1. Generate the public/private key pair. Next, split the private key into multiple secret shares and distribute these shares between the n parties. This phase can be performed in two modes:
- Trusted Dealer Mode: A single trusted party will generate the private key, then split and distribute the keys. The main problem with this approach is that the dealer will see the private key in plaintext.
- Distributed Key Generation (DKG): An MPC protocol runs between the
nparticipants such that at the end, the participants will obtain the secret shares and no one will ever see the private key in plaintext at any point in the process.
2. Gather a threshold of
t participants and run an MPC protocol to sign the transaction.
3. Verify the signature, using the standard signature’s verification algorithm.
The threshold signature schemes are fast evolving. At the time of writing this post, the secure and popular schemes include the following.
FROST: A threshold signature and DKG protocol that offers minimal rounds of communication and is secure to be run in parallel. FROST protocol is a threshold version of the Schnorr signature scheme.
DKLs18: A two-out-of-two threshold signature and DKG protocol that offers fast signature computation for ECDSA signature scheme.
Threshold Signatures and Multisig
Multisig, or multisignature schemes offer similar capabilities to threshold signatures with one major difference: Each participant has their own public key (instead of secret shares of a single common public key). This small difference has a huge impact on cost, speed and availability of the multisig on various blockchains.
In threshold signature schemes, each public key, and its corresponding private keyshares, belong permanently to a single, fixed group of signers; in multisignatures, each individual participant has its own distinct, dedicated public key. The benefit of the latter is that each such participant can reuse their private-public keypair to participate in many distinct signing groups.
The cost of using multisignatures, however, is that the size of the public key (actually, a list of public keys) representing any particular such group must grow linearly with the number of members of that group. Similarly, the verification time of a multisignature obviously must grow linearly with the size of the group, as the verifier must read the entire list of public keys representing the group. In threshold schemes, by contrast, just one public key represents the entire group, and both key size and verification time are constant.

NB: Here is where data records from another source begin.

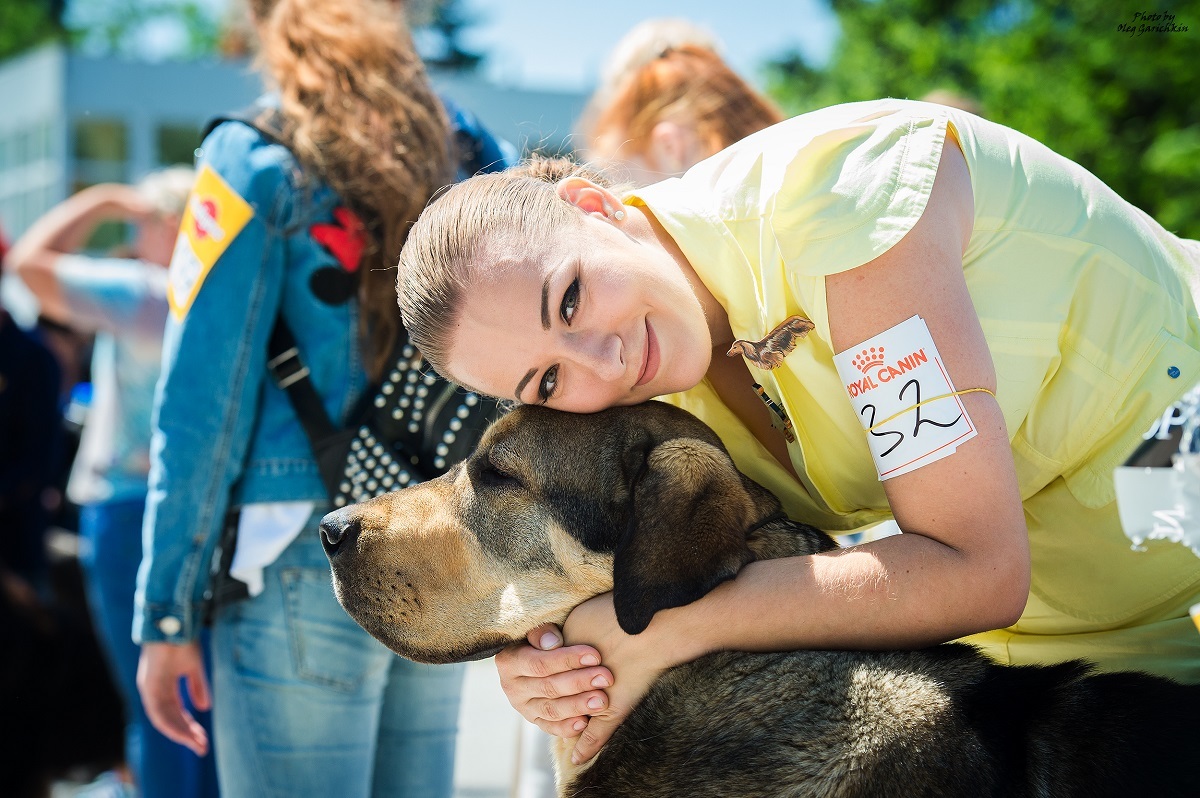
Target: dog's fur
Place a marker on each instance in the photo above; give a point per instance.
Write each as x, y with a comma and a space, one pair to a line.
553, 509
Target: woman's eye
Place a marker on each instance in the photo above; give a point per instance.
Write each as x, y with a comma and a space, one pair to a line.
549, 384
570, 301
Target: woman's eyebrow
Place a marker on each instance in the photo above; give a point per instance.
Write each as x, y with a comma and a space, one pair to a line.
525, 381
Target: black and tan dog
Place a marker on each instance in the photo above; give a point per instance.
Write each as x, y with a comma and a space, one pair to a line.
552, 509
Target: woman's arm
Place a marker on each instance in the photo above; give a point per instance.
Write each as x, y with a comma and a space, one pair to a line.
64, 231
963, 565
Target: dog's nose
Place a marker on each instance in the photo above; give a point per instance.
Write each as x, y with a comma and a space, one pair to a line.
337, 531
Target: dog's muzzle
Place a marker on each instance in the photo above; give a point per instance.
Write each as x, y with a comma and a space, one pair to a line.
337, 532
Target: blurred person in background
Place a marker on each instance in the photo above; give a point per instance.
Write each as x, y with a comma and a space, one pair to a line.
297, 214
123, 300
642, 43
30, 444
669, 102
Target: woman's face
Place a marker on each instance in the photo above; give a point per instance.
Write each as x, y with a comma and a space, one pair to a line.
594, 319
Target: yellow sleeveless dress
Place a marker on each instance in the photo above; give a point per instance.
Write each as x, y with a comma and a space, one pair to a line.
1087, 310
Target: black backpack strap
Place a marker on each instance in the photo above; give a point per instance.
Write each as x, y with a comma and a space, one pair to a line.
267, 120
289, 373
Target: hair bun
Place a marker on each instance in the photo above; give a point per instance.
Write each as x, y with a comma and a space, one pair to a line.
553, 168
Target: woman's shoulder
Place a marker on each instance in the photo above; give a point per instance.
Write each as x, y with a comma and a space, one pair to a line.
249, 161
840, 185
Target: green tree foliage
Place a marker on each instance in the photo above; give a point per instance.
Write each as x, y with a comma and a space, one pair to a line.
1123, 103
27, 23
119, 27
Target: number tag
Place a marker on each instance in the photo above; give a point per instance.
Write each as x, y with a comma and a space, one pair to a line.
905, 400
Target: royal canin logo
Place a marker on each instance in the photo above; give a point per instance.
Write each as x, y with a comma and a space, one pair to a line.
874, 366
868, 358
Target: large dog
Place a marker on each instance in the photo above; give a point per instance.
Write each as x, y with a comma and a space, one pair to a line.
553, 509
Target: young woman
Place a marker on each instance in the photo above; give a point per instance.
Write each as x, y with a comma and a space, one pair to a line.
306, 703
123, 301
989, 333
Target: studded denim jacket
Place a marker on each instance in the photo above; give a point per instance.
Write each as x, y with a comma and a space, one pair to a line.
225, 435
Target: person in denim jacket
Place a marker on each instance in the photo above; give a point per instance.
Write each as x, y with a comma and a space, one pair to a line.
306, 703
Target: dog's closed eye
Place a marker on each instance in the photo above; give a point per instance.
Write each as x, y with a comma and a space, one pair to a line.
492, 473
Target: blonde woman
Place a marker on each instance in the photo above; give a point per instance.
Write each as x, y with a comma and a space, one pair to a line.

To ensure a group meets the minimum threshold
t, the blockchain should have native support for multisignatures. In most cases, this support comes in the form of a smart contract. As a result, not all blockchains support multisig wallets. In contrast, the MPC-based threshold signatures are independent of the blockchain as long as the signature scheme used by the blockchain has a secure threshold version.
Threshold digital signatures enable us to do incredible things previously not possible in cryptocurrencies. Now we can support a whole new tier of wallets; this threshold ECDSA approach allows customers to be an active participant in this signing process.
With this approach, the user holds a share of the private key, and Coinbase holds another. Only when both agree to the flight plan can transactions receive a signature. This provides the security and trust Coinbase is known for, while the user remains the one in control.